But, if you really want you can still store them in the database, The important point is that you don’t store which peppers are used for which users, which you still do for salts even if you try to hide them somehow.
The hacker does get slowed down almost 100X with a 100 peppers when cracking passwords, since to reject a password they have to try all the peppers, and most likely they have to try a very large number of passwords before finding the right one. On authentication it does take on average half the time, since you usually check correct passwords.
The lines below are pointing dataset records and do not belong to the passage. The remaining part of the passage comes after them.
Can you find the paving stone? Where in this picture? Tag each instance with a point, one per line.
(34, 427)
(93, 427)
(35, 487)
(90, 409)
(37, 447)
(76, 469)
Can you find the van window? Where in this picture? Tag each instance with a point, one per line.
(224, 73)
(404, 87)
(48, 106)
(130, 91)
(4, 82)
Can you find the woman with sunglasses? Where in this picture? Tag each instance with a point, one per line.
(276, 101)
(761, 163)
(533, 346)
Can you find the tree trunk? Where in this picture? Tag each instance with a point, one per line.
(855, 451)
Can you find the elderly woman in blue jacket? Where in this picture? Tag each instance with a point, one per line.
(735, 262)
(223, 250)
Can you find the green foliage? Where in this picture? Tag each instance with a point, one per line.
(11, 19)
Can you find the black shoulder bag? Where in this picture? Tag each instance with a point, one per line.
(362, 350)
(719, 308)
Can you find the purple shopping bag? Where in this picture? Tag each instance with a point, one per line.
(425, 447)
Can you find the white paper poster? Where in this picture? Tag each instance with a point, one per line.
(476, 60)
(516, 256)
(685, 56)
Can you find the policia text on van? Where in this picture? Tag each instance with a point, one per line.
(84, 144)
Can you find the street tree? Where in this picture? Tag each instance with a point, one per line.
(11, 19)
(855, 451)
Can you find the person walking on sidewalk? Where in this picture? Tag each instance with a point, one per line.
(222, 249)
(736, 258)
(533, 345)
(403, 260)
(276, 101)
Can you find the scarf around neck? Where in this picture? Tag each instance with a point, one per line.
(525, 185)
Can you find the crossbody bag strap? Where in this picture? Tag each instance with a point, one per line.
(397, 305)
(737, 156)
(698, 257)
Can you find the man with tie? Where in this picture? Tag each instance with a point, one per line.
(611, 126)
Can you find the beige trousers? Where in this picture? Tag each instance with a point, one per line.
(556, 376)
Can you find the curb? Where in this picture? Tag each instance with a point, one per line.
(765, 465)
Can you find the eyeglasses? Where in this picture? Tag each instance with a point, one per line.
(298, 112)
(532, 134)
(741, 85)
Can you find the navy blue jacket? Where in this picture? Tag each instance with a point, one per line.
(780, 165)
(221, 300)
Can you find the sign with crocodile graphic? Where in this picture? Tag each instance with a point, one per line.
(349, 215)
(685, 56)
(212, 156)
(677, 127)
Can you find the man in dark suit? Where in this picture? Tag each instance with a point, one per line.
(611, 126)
The purpose of password hashing is to preserve security even when a hacker gets access to your data. Saying you store the really long numbers “outside the database” is cheating. The numbers must be accessible to the server. If a hacker compromises the server then they have access to both the hashed passwords and the really long numbers. You basically just said “hide the salt”. If you can hide the salt then you can hide the passwords themselves and there is no need to hash them in the first place.
If the hacker has access to your really long numbers then your proposed system is on average equivalent to a 50× slower hashing algorithm. But a 50× slower hashing algorithm is superior because it has constant time performance whereas yours fluctuates randomly between 100× slowdown to no slowdown.
Edit: Actually, the slower hashing algorithm is even better because it can’t be parallelized.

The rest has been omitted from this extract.